Queste le parole con cui il ragazzo si è sfogato su Facebook. Addio al calcio, testa alla maturità e poi negli Stati Uniti. Per il college e per la MLS, la massima serie di calcio americana. “La Serie A è piena di stranieri ed il calcio per gli italiani è morto. Sinceramente se devo essere trattato come uno straniero in patria preferisco andarmene. Forse negli USA il calcio è anni luce indietro, ma almeno hanno un briciolo di dignità quello che non abbiamo no”.
Una denuncia che ha riacceso i riflettori su un grande problema del calcio italiano: la crisi dei vivai, l’esplosione dello scouting e il poco spazio per i talenti nostrani. Un fenomeno che si ripercuote direttamente sul campo. Nell’ultima giornata di campionato su 220 giocatori schierati titolari appena 80 erano italiani. La più azzurra è il Sassuolo, le più internazionali Udinese, Inter e Napoli.

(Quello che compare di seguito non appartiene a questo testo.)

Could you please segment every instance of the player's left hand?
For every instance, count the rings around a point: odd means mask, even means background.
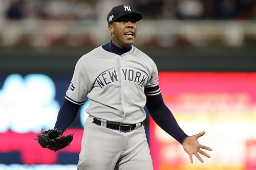
[[[210,151],[212,151],[211,149],[200,144],[197,140],[197,139],[199,137],[203,136],[205,134],[205,132],[203,131],[196,135],[188,136],[183,140],[182,145],[183,145],[184,150],[188,154],[188,155],[189,155],[189,159],[191,163],[193,163],[193,159],[192,158],[192,155],[193,154],[194,154],[201,162],[203,162],[204,161],[200,157],[198,153],[200,153],[207,158],[210,157],[209,155],[201,150],[200,149],[205,149]]]

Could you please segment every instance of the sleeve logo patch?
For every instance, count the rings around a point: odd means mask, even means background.
[[[69,88],[68,89],[68,90],[71,90],[72,91],[74,91],[75,89],[75,86],[73,85],[72,82],[70,82],[70,84],[69,84]]]

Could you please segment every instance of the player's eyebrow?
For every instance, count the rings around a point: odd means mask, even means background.
[[[131,21],[132,22],[136,22],[136,20],[131,16],[125,16],[121,17],[119,18],[117,18],[117,19],[116,19],[116,20],[115,20],[115,21],[116,21],[116,22]]]

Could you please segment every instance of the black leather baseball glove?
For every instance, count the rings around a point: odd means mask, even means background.
[[[36,140],[42,148],[56,152],[69,146],[73,140],[73,134],[61,136],[64,131],[62,129],[50,129],[41,132]]]

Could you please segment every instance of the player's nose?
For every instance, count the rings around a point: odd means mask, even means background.
[[[135,22],[132,22],[131,21],[128,21],[126,25],[127,28],[134,29],[136,27],[136,24]]]

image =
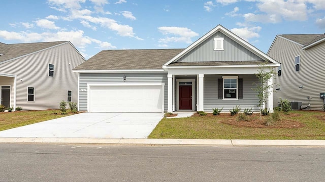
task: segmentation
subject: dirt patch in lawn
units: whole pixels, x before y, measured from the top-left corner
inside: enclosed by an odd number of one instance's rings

Sono finite le generazioni dei Totti e dei Del Piero. I settori giovanili non fanno più uscire calciatori, ci si concentra di più sugli osservatori, sparsi in tutto il mondo, specie in Brasile o in Argentina, alla ricerca dall’affare. Lo dimostra una nazionale spenta, sterile, con poco ricambio e altrettanto poco talento.
“Ci sono 100 storie diverse di altri ragazzi ‘abbandonati’ dalle società al loro destino, giovani illusi di poter essere calciatori e lasciati per strada così di punto in bianco. Io il mio passo l’ho fatto, aspettiamo di vedere reazioni”.